Dr Usher has conducted research at the acoustics department of Bang and Olufsen, the Audio DSP group at Philips Nat Lab, and has given talks at Google-X, University of Cambridge, McGill University, and NASA.
John is an expert and pioneer in the field of Hearables: wearable electronic devices relating to sound. In 2006 he joined a new company designing and building smart Hearables. At Techiya (originally Personics, then Techiya), he spent over 10 years conjuring a new earphone for hearing enhancement, augmented reality, hearing protection (dosimetry), music listening and voice communications: it was, arguably, the world's first smart consumer earphone.
John then co-founded a loudspeaker company. He engineered an all-carbon fibre high-end active loudspeaker. The design used a novel waveguide to direct sound towards a listening position, reducing coloration from room effects. The sound experience was commended by illustrious industry critics and musicians.
He now works in the audio group at Synaptics, engineering next-generation telecommunications systems using classical DSP and the latest ML systems. He is a keen tinkerer of electronics projects using Arduino and Raspberry Pi.

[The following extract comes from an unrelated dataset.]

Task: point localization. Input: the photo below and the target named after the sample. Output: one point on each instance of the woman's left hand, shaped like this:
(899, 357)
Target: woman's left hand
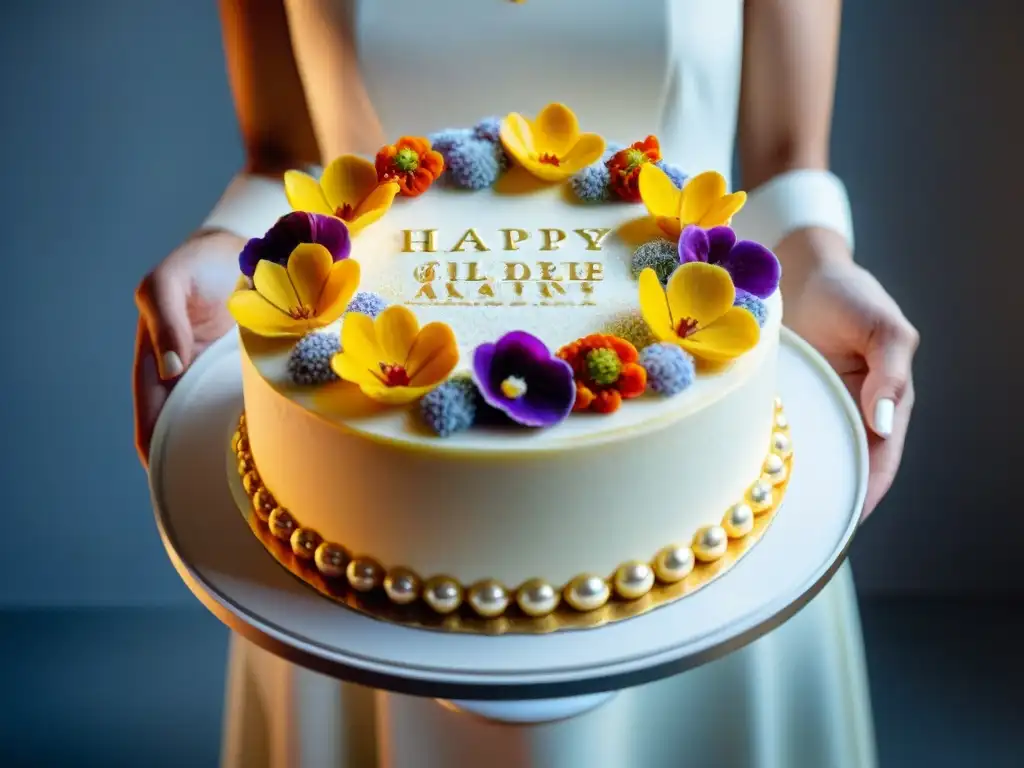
(843, 311)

Audio enhancement with DSP and ML for noise reduction, dereverberation, AEC, automatic level control, spatial filtering. Audio ML using RNN, CNN, U-Nets in Pytorch and Tensorflow with Onnx export. Psychoacoustics for loudspeakers and earphones: timbral, spatial fidelity optimization, situational awareness (passthrough). Low-latency audio DSP algorithms: ANC, echo-cancelling, beamforming, filtering, sound detection/ classification, sub-band processing, noise reduction, spatial filtering. Dosimetry. Room acoustics. Spatial audio upmixing. Subjective sound quality evaluation for music and speech. Code: Matlab, C, Python, assembly, Go. Patent drafting: 50+ patents on audio DSP. Excellent communication and independent project management skills. Leet Prompt Mashing.